Tests: 1555 passed, 4 skipped. Ten new focused detector tests pin the
tightened behaviour at tests/harness/test_detectors.py.

Co-Authored-By: Claude Opus 4.7 (1M context) <noreply@anthropic.com>
pengfei-threemoonslab and others added 3 commits May 19, 2026 12:47
Lifts the "do not automate" rule in docs/agent-adoption-harness.md and
ships the v1 executable runner under harness/adoption/. The harness drives
coding agents (Claude Code primary, Codex CLI v2 stub, Cursor via
static-rule lint) across an explicit benchmark/matrix.yaml of
(archetype, variant, prompt) cells, captures + redacts artifacts, and
scores them against the existing 100-point rubric plus new blocker
severities (no auto-asserted approval / confirmation / idempotency /
broad-scope / prohibited-action / runtime-trace evidence).
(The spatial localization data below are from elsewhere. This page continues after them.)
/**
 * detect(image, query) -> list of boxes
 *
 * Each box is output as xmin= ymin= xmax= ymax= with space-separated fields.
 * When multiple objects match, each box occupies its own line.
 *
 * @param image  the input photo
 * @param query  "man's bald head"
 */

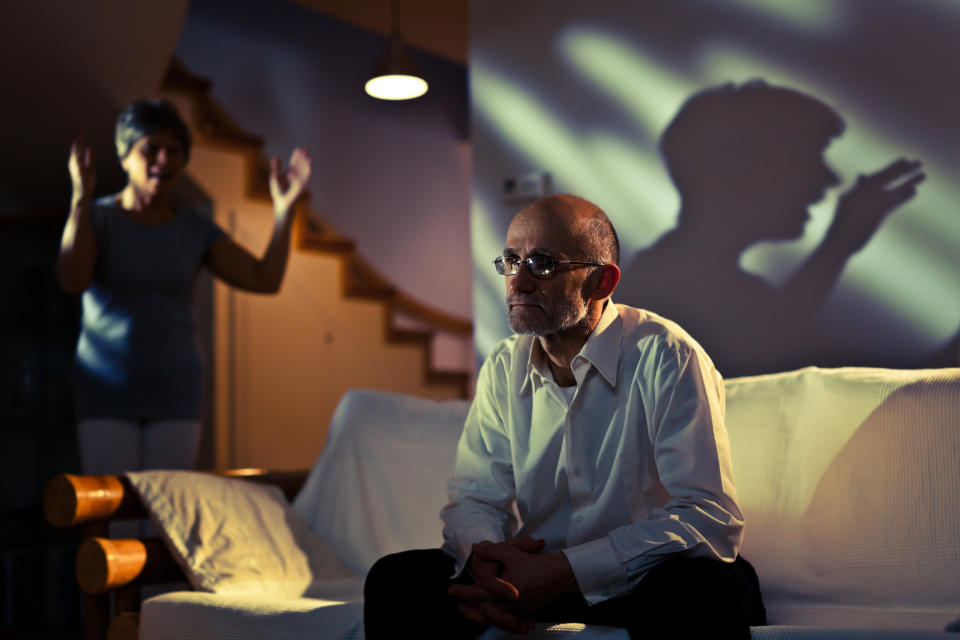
xmin=515 ymin=194 xmax=620 ymax=266
xmin=503 ymin=194 xmax=622 ymax=338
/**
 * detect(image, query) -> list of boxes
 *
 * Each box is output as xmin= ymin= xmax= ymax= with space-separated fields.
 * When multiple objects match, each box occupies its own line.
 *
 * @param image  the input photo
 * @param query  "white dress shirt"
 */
xmin=440 ymin=302 xmax=744 ymax=605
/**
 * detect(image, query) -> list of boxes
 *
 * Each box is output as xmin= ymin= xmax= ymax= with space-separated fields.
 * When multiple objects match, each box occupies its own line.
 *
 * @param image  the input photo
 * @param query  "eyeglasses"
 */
xmin=493 ymin=254 xmax=605 ymax=278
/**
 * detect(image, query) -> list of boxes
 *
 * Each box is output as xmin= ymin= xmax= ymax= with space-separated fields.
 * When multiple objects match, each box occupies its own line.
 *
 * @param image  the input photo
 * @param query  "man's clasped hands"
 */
xmin=448 ymin=536 xmax=579 ymax=635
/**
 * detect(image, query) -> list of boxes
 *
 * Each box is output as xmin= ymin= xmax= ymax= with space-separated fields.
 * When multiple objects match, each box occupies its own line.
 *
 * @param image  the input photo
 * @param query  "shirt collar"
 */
xmin=519 ymin=300 xmax=622 ymax=393
xmin=575 ymin=300 xmax=621 ymax=388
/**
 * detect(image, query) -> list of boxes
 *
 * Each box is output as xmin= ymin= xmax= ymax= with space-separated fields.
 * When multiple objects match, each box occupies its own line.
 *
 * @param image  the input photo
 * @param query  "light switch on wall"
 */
xmin=501 ymin=171 xmax=551 ymax=203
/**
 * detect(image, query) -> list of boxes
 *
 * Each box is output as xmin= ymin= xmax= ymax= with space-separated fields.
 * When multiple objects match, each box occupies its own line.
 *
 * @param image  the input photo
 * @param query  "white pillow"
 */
xmin=126 ymin=470 xmax=359 ymax=598
xmin=292 ymin=388 xmax=470 ymax=575
xmin=725 ymin=366 xmax=960 ymax=609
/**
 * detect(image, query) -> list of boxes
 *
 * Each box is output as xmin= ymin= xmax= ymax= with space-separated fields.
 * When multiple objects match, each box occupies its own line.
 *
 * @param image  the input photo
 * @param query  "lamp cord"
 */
xmin=390 ymin=0 xmax=400 ymax=38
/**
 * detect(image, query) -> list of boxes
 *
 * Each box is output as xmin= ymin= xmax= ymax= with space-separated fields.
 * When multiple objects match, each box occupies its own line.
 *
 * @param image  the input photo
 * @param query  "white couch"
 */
xmin=137 ymin=367 xmax=960 ymax=639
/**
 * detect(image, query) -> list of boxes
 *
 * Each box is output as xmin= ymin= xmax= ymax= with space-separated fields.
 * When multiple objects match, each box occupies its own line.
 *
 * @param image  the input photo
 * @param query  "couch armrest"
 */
xmin=76 ymin=537 xmax=183 ymax=594
xmin=44 ymin=469 xmax=310 ymax=528
xmin=44 ymin=474 xmax=144 ymax=527
xmin=44 ymin=468 xmax=310 ymax=640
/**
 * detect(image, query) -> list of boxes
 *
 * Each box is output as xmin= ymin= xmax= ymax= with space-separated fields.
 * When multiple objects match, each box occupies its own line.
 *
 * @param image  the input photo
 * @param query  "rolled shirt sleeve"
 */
xmin=564 ymin=339 xmax=743 ymax=604
xmin=441 ymin=357 xmax=518 ymax=574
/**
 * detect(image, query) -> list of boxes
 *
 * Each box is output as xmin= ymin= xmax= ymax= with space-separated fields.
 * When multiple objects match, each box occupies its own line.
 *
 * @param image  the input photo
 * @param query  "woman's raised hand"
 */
xmin=269 ymin=147 xmax=312 ymax=216
xmin=69 ymin=135 xmax=97 ymax=203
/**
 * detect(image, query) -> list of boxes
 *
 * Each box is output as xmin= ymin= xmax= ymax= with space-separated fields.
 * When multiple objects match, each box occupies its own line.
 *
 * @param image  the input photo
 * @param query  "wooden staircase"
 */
xmin=159 ymin=59 xmax=472 ymax=470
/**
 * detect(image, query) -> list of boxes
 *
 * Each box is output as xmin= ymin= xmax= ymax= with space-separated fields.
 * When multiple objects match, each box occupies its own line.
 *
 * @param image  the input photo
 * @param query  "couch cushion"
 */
xmin=139 ymin=591 xmax=364 ymax=640
xmin=764 ymin=602 xmax=957 ymax=633
xmin=127 ymin=471 xmax=359 ymax=598
xmin=292 ymin=389 xmax=471 ymax=575
xmin=724 ymin=367 xmax=960 ymax=612
xmin=750 ymin=628 xmax=954 ymax=639
xmin=138 ymin=591 xmax=957 ymax=640
xmin=139 ymin=592 xmax=632 ymax=640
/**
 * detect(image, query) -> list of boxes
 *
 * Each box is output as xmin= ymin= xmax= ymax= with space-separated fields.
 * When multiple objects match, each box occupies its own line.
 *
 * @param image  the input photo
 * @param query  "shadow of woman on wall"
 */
xmin=616 ymin=80 xmax=926 ymax=377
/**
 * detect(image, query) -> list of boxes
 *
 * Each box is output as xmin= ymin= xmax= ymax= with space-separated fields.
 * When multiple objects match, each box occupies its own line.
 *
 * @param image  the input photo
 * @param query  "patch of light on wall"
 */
xmin=825 ymin=132 xmax=960 ymax=272
xmin=471 ymin=61 xmax=613 ymax=202
xmin=825 ymin=154 xmax=959 ymax=341
xmin=726 ymin=0 xmax=843 ymax=30
xmin=559 ymin=27 xmax=696 ymax=138
xmin=582 ymin=132 xmax=680 ymax=254
xmin=471 ymin=193 xmax=513 ymax=359
xmin=700 ymin=45 xmax=834 ymax=96
xmin=704 ymin=44 xmax=959 ymax=344
xmin=471 ymin=57 xmax=684 ymax=266
xmin=846 ymin=211 xmax=959 ymax=342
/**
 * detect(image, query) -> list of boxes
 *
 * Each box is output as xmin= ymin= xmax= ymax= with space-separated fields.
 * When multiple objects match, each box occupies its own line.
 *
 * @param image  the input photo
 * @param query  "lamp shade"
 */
xmin=365 ymin=35 xmax=428 ymax=100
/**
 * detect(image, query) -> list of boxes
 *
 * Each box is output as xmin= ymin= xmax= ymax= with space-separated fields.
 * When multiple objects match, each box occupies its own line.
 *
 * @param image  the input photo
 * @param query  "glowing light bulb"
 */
xmin=365 ymin=74 xmax=429 ymax=100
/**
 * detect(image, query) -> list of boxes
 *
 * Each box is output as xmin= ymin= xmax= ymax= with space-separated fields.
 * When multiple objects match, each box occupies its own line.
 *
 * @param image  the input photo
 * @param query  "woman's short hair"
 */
xmin=115 ymin=99 xmax=193 ymax=161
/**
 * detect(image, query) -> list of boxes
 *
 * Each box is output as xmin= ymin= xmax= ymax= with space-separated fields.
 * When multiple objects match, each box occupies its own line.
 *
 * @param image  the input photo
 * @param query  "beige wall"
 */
xmin=172 ymin=98 xmax=467 ymax=470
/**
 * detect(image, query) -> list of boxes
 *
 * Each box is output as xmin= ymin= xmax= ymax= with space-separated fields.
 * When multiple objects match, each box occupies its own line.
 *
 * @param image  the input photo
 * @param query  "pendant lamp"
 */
xmin=365 ymin=0 xmax=428 ymax=100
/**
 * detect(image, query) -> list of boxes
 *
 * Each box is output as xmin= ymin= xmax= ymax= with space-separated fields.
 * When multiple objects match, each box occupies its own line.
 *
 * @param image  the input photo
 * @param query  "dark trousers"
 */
xmin=363 ymin=549 xmax=766 ymax=640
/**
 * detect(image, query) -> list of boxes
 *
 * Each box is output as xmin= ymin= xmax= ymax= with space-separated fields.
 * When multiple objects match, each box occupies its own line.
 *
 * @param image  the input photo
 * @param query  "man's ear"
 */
xmin=588 ymin=264 xmax=620 ymax=301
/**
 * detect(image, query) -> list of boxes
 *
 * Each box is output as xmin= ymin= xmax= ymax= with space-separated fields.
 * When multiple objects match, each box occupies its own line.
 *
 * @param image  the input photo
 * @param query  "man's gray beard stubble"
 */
xmin=508 ymin=296 xmax=585 ymax=336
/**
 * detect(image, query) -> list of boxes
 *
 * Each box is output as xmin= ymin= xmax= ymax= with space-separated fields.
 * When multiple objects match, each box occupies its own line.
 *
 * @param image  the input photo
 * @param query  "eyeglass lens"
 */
xmin=495 ymin=255 xmax=557 ymax=277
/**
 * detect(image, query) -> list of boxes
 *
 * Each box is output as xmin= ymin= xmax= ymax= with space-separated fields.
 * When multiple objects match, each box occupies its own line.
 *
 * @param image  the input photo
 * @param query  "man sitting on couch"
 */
xmin=364 ymin=194 xmax=766 ymax=639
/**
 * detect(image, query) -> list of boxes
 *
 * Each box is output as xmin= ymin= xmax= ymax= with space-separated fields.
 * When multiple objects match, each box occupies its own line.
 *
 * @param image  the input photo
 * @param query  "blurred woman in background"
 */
xmin=57 ymin=98 xmax=310 ymax=474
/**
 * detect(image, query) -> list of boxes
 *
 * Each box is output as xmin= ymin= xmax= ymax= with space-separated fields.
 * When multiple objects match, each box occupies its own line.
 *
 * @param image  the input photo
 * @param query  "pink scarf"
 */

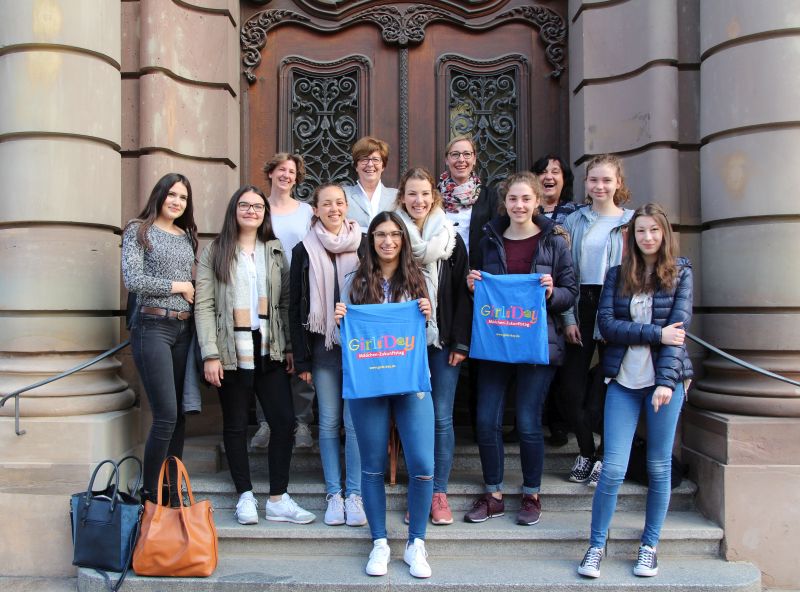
xmin=303 ymin=218 xmax=361 ymax=348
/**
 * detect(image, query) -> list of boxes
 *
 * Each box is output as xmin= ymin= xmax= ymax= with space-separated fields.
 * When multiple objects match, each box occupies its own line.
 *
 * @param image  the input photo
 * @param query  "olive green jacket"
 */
xmin=195 ymin=239 xmax=291 ymax=370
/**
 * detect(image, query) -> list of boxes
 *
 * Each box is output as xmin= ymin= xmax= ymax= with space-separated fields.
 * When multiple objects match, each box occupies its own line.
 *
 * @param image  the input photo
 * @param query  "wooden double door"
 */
xmin=241 ymin=1 xmax=569 ymax=198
Why: every adoption-improving edit to snippets, CLI diagnostics, or the
trigger table is a guess until we have a repeatable score that moves with
each change. This closes that loop.

Notable design choices (from the planning review):
- Overlay renderer is per-variant overlay.yaml driven; every cell fails
  loudly before the driver runs if any placeholder is unresolved, so a
  workspace with CHANGE_ME literals never reaches an agent.
- 40-shipgate-yaml is rendered from harness/adoption/context.py per
  archetype so the cell measures activation, not template cleanup.
- 60-docs-only-negative is a composable negative_overlay, not a primary
  variant; explicitly NOT paired with 40-shipgate-yaml because
  docs/triggers.json defines force_run for opted-in repos.
- Manifest schema is untouched - blocker detectors read only from diffs
  and transcripts.
- Workspace model is cp -r + git init per cell (vendored fixtures are
  plain directories, not bare repos).
- CSV bumped to schema v0.2: adds headline_pass, blocker_count,
  blocker_kinds, agent_version, negative_overlay.
- harness/ is local-only - not packaged into the wheel; dependencies live
  in harness/requirements.txt.
- CI is workflow_dispatch only with a SHIPGATE_HARNESS_BUDGET_USD hard
  cap; no nightly cron in v1.

Verified end-to-end via `python -m harness.adoption smoke`: mock-good
fixture scores 100/100 with no blockers; mock-bad trips five blockers and
headline_pass=False. Redaction guarantee holds - sk-* tokens in raw/ never
reach redacted/ or scorecard.json. Full test suite: 1545 passed, 4 skipped
(1 new skip: the zero-install script lacks n8n parity, flagged for
follow-up).

Co-Authored-By: Claude Opus 4.7 (1M context) <noreply@anthropic.com>
Eight findings from the PR #98 review:

[P1] 00-no-hints is no longer contaminated. sync_fixtures.py now strips
shipgate.yaml, .agents-shipgate/, agents-shipgate-reports/, expected/,
and evals/ when vendoring samples/ into benchmark/repos/. Resynced; the
openai-agents-sdk archetype no longer ships an existing manifest.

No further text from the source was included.